Bisnis.com, JAKARTA — Institute for Development of Economics and Finance atau Indef menilai bahwa kenaikan harga bahan bakar minyak atau BBM jenis pertamax menimbulkan polemik karena kecenderungan pemerintah yang memberikan subsidi terhadap barang. Seharusnya, subsidi pemerintah menyasar masyarakat, terutama kalangan miskin dan rentan.

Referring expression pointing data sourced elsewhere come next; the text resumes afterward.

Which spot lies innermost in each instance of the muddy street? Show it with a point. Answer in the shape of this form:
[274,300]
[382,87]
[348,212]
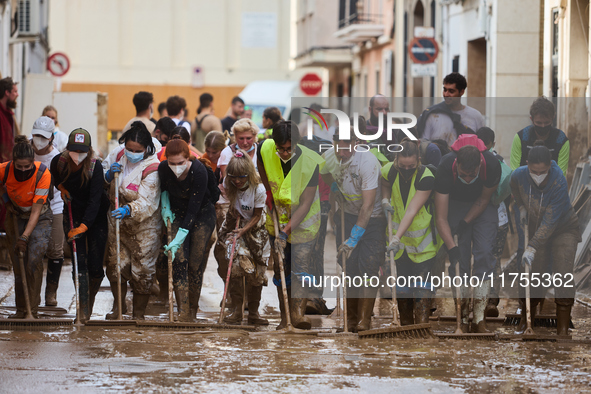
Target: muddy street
[96,359]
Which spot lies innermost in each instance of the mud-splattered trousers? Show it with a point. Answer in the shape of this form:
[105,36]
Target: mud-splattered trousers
[369,254]
[33,257]
[90,250]
[141,232]
[219,249]
[252,247]
[190,261]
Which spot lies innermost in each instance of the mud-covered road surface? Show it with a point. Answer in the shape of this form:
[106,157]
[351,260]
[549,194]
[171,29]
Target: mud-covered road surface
[94,359]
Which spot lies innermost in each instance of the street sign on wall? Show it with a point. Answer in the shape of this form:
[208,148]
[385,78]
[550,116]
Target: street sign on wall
[58,64]
[423,50]
[311,84]
[423,70]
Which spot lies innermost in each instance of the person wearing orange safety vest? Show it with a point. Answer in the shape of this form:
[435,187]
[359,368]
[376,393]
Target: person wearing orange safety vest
[27,185]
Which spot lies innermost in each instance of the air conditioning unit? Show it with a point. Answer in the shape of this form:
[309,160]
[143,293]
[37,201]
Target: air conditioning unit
[29,18]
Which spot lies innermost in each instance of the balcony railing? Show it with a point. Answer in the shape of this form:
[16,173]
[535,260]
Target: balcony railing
[364,19]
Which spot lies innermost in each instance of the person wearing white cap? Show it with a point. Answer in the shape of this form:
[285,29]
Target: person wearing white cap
[45,151]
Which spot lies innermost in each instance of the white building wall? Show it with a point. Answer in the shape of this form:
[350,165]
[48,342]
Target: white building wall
[159,42]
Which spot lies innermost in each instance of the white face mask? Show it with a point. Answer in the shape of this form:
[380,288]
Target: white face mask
[178,170]
[538,179]
[78,157]
[40,142]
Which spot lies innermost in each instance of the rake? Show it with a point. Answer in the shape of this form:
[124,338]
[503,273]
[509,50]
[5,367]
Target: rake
[396,330]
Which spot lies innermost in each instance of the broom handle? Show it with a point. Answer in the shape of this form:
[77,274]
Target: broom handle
[344,263]
[21,262]
[395,311]
[222,312]
[75,268]
[528,330]
[118,238]
[170,285]
[458,300]
[281,269]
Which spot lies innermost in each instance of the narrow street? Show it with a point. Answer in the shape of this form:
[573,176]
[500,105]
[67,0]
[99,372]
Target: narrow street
[152,360]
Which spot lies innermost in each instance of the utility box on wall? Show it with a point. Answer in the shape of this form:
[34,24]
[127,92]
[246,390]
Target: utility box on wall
[87,110]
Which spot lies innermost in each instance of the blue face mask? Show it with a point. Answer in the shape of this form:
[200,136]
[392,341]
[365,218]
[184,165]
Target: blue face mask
[134,157]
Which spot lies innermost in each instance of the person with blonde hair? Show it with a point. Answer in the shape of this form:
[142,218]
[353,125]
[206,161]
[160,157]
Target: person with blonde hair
[245,133]
[246,196]
[60,139]
[186,204]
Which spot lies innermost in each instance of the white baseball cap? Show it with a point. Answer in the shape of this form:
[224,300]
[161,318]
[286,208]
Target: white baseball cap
[43,126]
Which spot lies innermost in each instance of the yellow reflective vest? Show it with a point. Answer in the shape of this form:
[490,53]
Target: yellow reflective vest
[418,239]
[287,191]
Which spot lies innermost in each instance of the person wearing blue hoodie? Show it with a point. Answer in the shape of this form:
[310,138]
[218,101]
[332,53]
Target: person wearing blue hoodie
[541,195]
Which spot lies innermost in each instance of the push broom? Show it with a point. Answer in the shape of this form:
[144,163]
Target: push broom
[177,325]
[29,322]
[119,321]
[396,330]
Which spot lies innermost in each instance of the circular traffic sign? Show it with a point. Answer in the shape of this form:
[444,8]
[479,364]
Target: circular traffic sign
[58,64]
[423,50]
[311,84]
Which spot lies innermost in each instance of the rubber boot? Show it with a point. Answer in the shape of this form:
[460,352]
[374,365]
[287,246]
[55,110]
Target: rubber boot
[113,315]
[480,302]
[491,309]
[254,301]
[183,305]
[54,269]
[523,321]
[562,319]
[365,308]
[465,309]
[352,314]
[236,291]
[298,314]
[422,306]
[140,302]
[84,293]
[93,288]
[283,322]
[405,309]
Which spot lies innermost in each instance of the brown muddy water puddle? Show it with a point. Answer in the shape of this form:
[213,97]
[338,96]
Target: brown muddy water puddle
[152,360]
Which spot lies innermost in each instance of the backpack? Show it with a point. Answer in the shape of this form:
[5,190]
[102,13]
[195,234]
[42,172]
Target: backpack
[469,139]
[147,171]
[504,189]
[40,173]
[198,135]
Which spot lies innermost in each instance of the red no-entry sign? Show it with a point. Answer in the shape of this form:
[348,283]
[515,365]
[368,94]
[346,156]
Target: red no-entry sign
[311,84]
[423,50]
[58,64]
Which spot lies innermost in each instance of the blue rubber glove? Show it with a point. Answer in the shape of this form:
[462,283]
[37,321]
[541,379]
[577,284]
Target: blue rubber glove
[121,212]
[176,243]
[347,247]
[110,174]
[165,208]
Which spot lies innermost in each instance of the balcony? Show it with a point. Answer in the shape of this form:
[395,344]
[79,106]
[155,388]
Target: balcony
[358,27]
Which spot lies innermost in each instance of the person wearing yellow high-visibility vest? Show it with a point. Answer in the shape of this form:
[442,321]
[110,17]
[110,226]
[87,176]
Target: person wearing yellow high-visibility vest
[357,176]
[290,174]
[406,190]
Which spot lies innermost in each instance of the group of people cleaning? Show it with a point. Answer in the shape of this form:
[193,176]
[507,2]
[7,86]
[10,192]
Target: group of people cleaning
[232,192]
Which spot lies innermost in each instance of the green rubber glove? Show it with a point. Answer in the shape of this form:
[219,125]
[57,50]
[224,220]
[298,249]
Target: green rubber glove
[165,208]
[177,242]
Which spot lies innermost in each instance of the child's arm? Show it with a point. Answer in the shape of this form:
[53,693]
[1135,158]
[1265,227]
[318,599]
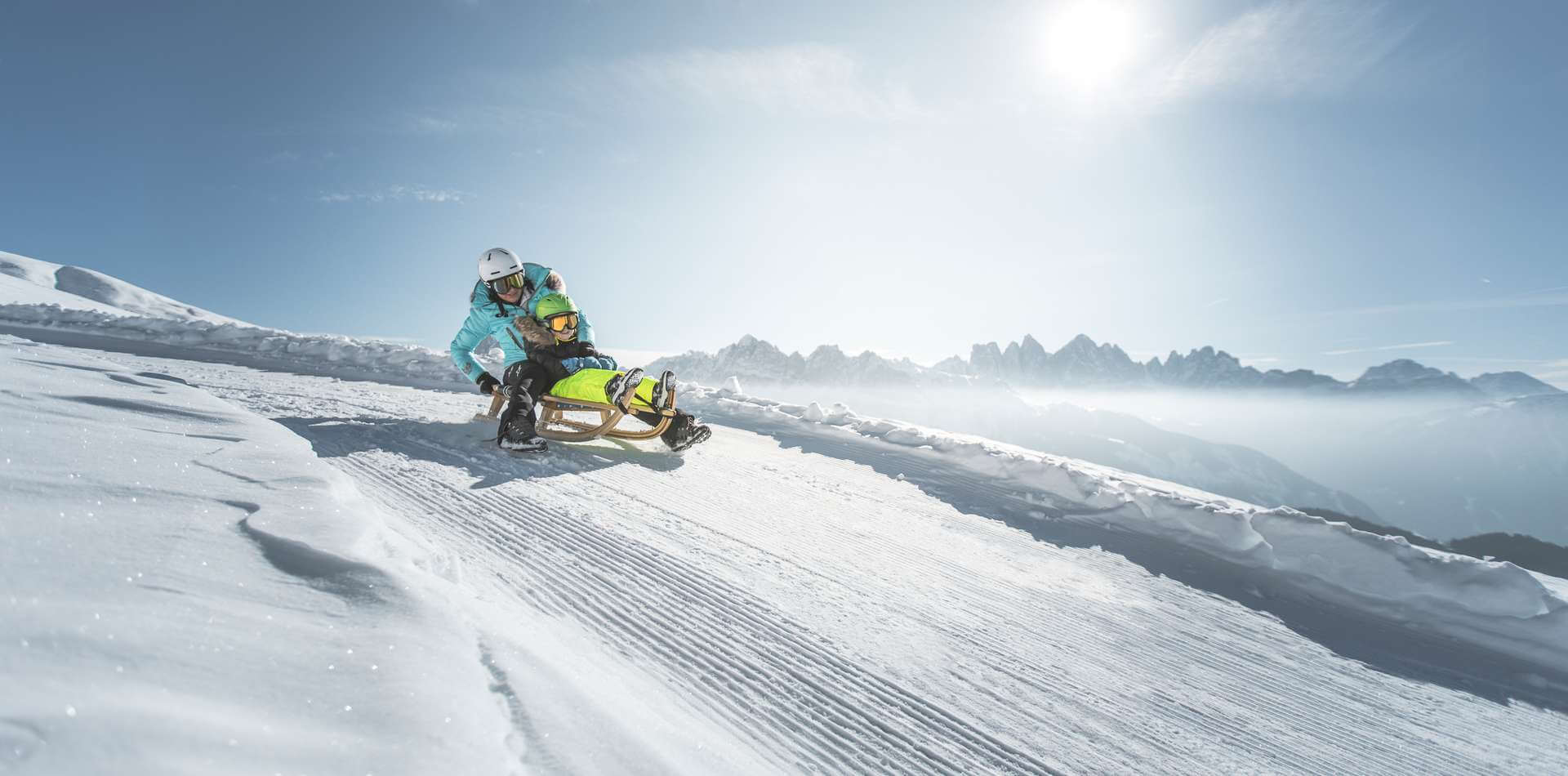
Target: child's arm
[565,359]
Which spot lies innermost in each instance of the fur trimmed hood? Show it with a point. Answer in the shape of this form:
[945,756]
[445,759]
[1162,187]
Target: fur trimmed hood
[532,331]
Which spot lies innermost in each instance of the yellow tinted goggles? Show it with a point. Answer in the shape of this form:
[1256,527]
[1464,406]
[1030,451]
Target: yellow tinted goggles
[507,284]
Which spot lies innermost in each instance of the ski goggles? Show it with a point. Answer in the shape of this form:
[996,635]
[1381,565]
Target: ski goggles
[507,284]
[564,322]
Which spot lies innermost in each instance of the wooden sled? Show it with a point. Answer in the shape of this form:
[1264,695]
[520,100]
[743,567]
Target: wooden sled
[555,426]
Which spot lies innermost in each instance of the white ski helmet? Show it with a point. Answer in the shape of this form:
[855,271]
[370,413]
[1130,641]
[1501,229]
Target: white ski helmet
[499,262]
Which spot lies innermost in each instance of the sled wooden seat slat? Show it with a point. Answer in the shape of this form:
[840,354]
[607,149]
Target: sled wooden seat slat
[552,416]
[555,426]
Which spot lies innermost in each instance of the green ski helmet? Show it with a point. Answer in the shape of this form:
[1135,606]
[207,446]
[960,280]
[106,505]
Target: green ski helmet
[559,314]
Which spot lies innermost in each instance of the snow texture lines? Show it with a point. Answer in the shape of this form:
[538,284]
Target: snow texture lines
[753,667]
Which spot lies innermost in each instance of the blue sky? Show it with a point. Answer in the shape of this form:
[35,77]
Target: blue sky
[1322,185]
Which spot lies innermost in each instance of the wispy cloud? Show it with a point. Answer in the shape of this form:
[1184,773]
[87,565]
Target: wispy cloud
[1409,346]
[784,80]
[397,194]
[1290,47]
[1544,298]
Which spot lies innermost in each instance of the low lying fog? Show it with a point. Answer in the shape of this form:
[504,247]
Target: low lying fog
[1433,466]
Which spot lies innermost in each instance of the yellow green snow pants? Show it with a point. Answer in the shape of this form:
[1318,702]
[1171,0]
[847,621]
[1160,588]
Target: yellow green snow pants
[587,385]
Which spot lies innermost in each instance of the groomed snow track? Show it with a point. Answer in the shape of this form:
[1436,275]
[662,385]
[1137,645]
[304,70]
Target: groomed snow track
[746,662]
[828,615]
[1007,678]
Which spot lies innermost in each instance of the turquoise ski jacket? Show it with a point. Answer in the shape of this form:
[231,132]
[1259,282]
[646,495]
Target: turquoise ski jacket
[490,317]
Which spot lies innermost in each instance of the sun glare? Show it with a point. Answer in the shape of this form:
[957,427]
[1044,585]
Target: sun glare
[1090,42]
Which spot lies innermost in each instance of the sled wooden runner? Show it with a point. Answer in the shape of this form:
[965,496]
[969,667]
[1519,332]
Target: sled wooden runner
[555,426]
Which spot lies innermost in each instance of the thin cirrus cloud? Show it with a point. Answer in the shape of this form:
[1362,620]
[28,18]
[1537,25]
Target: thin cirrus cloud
[397,194]
[1409,346]
[1542,298]
[783,80]
[1286,49]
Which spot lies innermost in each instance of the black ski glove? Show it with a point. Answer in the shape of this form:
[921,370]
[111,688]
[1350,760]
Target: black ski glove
[488,383]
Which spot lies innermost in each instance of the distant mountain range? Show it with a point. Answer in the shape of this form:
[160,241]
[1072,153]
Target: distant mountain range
[1082,364]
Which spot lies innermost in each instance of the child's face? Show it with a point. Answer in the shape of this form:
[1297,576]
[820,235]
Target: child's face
[564,327]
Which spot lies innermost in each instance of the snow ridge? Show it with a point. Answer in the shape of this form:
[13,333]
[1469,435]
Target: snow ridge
[1494,605]
[88,289]
[314,351]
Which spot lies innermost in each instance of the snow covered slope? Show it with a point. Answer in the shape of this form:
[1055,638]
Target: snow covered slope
[223,562]
[187,588]
[30,281]
[821,591]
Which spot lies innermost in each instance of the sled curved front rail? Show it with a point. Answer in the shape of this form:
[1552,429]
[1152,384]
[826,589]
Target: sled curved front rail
[555,426]
[552,419]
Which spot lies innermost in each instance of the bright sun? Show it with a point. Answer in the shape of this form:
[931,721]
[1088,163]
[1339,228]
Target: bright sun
[1090,42]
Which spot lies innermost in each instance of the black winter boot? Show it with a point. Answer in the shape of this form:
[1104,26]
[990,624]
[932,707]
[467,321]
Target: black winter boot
[666,390]
[516,424]
[623,388]
[686,431]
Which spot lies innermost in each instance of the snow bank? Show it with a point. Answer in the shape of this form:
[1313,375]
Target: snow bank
[187,588]
[1494,605]
[44,283]
[317,351]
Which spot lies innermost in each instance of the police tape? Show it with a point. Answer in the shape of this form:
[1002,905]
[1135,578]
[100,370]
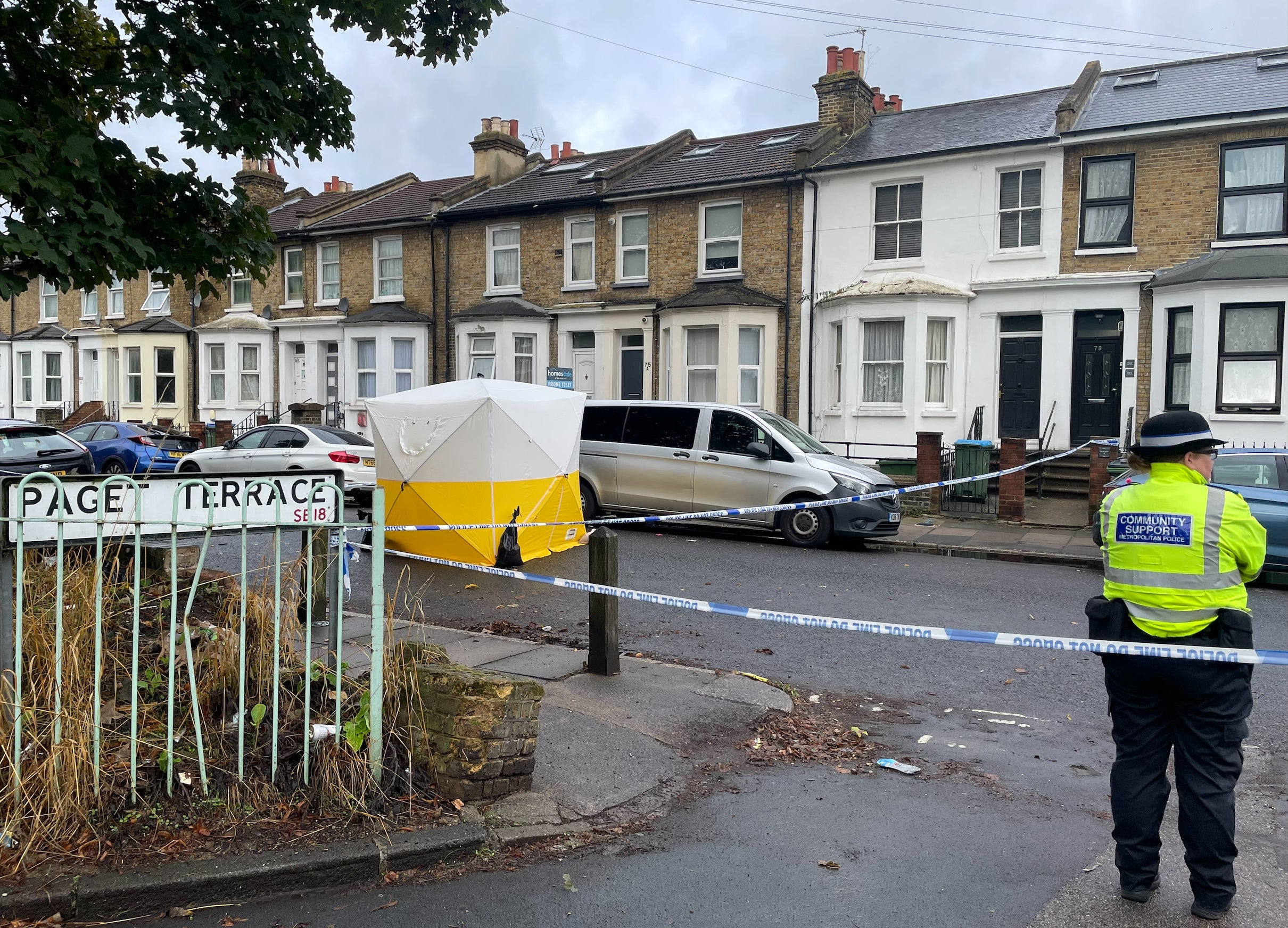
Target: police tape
[1231,656]
[755,510]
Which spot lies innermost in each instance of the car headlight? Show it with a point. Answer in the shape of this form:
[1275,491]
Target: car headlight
[853,484]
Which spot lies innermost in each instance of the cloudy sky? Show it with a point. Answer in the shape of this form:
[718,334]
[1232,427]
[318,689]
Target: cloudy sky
[538,69]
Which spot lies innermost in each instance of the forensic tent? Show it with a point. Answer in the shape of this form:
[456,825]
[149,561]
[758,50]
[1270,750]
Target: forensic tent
[473,451]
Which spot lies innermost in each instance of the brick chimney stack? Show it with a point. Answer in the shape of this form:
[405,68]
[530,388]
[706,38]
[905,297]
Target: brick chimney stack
[844,97]
[499,155]
[262,182]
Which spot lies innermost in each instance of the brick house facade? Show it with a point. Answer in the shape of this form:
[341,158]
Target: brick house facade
[1165,147]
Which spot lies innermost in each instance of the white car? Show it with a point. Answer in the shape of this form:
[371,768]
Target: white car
[275,448]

Direktur Riset Indef Berly Martawardaya menilai bahwa menilai bahwa sejauh ini konsumsi BBM bersubsidi terjadi di seluruh kalangan, bukan hanya masyarakat miskin dan rentan. Akibatnya, banyak subsidi yang diterima masyarakat tidak miskin sehingga tidak adil dan tidak efektif bagi anggaran pendapatan dan belanja negara (APBN).
Pertamax memang merupakan bahan bakar non subsidi, sehingga konsumennya lebih banyak masyarakat menengah ke atas. Namun, kenaikan harga Pertamax menjadi Rp16.000 membuat selisihnya kian lebar, bahkan mencapai di atas dua kali lipat dari pertalite dengan asumsi harga Rp7.650.
Indef menilai bahwa pemerintah harus menghindari subsidi barang, apalagi jika masih terdapat kemungkinan orang kaya mengonsumsi barang tersebut. Selain meningkatkan beban kompensasi subsidi, hal itu pun tidak adil.
"Subsidi barang kurangi, subsidi atau bantuan ke orang naikkan. Subsidilah orang miskin dan rentan dengan bantuan langsung dan perlindungan sosial yang menjadi buffer ekonomi," ujar Berly kepada Bisnis, Rabu (30/3/2022).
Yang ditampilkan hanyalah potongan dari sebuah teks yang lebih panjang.